1) Work as craft – Define your relationship with the work
The first step in the system is to understand your own relationship with the work the business does.
In order for a business to become fully alive, the owner of the business must be fully alive. They must have passion and desire for their work, but they must also be able to connect what they do with their own personal goals, desires and needs.
They must be able to see their business as a place that can help them develop their capacity for things like purpose, love, wonder, courage and grace.
2) Finding commitment – Discover your higher purpose served by the work
Once we establish the reasons for starting a business and the connection that business might have to enriching your life, it’s time to move on to how you will develop your own personal form of commitment inside that business.
The thing that makes a business exciting is purpose. In fact, the real purpose of any business might just be to act as the ultimate vehicle to create purpose for the owner, employees and customers of the business. At least, that’s the potential.
While it’s great to love what you do, if you’re going to generate commitment from others, if your business is to become fully alive, you’ve got to understand why you do what you do. You must find the higher purpose that your work has to offer and translate that into something that can move others to join your cause.
3) Community on purpose – Install purpose as a meaningful way for others to connect
Once you’re able find your own higher purpose, the real reason the business exists, the thing that connects your business and your life, you’ve got to install that purpose in your business in a way that is meaningful to others.
It’s not always easy and there are plenty of people that will suggest you shouldn’t even try. This is a tricky thing. The real thing that drives you can be very personal, it can be very hard to explain, it may not even feel very businesslike – and that’s the point.
The creative work required in order to connect your powerful “why” with a community, message, brand and culture is what makes the difference in the degree to which people are attracted, connected and committed to your business.
4) Generating commitment – Build stories that generate commitment
The next element in the system is the bridge element. This is where you will take your own personal commitment, generated and defined in the first three elements of the system, and use it to lead others to join your cause or, at the very least, find themselves in your cause.
The bridge from your own personal commitment to generating commitment in your staff and your customers lies in your ability and willingness to lead by crafting and telling stories with your community.
5) Commitment as strategy – Build your business around characteristics of real life strategy
People commit to things that are simple, inspirational, convenient, innovative, playful, community oriented and filled with surprise. These are the seven characteristic of a real life business and marketing strategy and these are the characteristics a fully alive business must blend as the everyday creative language of the business.
Find a way to wrap your purpose in these characteristics and build a community that’s drawn to that purpose and you are on the surest path to creating a commitment filled business.

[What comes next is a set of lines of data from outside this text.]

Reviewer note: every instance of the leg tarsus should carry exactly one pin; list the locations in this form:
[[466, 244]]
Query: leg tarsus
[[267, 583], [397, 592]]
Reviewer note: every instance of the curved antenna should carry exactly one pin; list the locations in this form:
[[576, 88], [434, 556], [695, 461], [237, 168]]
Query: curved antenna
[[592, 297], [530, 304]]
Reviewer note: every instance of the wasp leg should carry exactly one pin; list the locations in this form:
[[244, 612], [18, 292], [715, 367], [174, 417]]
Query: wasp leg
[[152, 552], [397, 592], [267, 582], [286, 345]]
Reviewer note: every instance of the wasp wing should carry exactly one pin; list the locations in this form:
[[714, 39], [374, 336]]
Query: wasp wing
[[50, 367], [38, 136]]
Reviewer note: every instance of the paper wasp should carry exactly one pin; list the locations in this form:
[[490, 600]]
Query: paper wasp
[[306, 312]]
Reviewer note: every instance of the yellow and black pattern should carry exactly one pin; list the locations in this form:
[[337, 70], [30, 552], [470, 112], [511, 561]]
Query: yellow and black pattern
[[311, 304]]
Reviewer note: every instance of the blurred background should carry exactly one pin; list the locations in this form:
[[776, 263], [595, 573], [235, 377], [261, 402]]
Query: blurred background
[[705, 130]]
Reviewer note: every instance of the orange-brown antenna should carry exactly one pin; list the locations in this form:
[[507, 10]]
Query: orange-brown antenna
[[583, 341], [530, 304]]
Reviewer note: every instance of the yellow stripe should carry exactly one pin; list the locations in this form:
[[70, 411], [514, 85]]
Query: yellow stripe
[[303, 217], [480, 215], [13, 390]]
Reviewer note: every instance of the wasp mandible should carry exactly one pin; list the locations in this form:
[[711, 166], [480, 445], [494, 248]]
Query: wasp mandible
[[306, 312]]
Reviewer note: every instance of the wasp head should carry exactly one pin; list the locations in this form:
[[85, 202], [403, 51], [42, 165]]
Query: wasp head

6) Commitment as culture – Make culture your greatest marketing asset
As any business grows the customer experience often moves away from the passion and commitment of the owner into the hands of staff members performing a function.
As this occurs, if you are unable to breed a level of commitment in your staff you will find it next to impossible to create any level of commitment in your customers. Your employees are the patrons of commitment and will only understand this to the degree that you allow it.
7) Commitment as customer – Orchestrate commitment in every element of the brand
The final element of the system involves the obvious public face of a business – the marketing experienced by customers and prospects.
It should come as no surprise that the seven characteristics of commitment come into play again here as they hold the key to the common promise that runs through strategy, culture and customer.
You can use these seven characteristics to make customer service decisions, product decisions, promotion decisions, design decisions, and even price decisions. The game remains the same. Is it simple, inspiring, convenient, innovative, fun, community based and surprise filled?
In a fully alive, commitment filled business the customer is, in effect, an expression of everything the orchestration of your commitment has to offer. When a customer experiences the single minded purpose of a business through the intentional acts of simplicity, inspiration, convenience, innovation, play, community and surprise the business is made fully alive.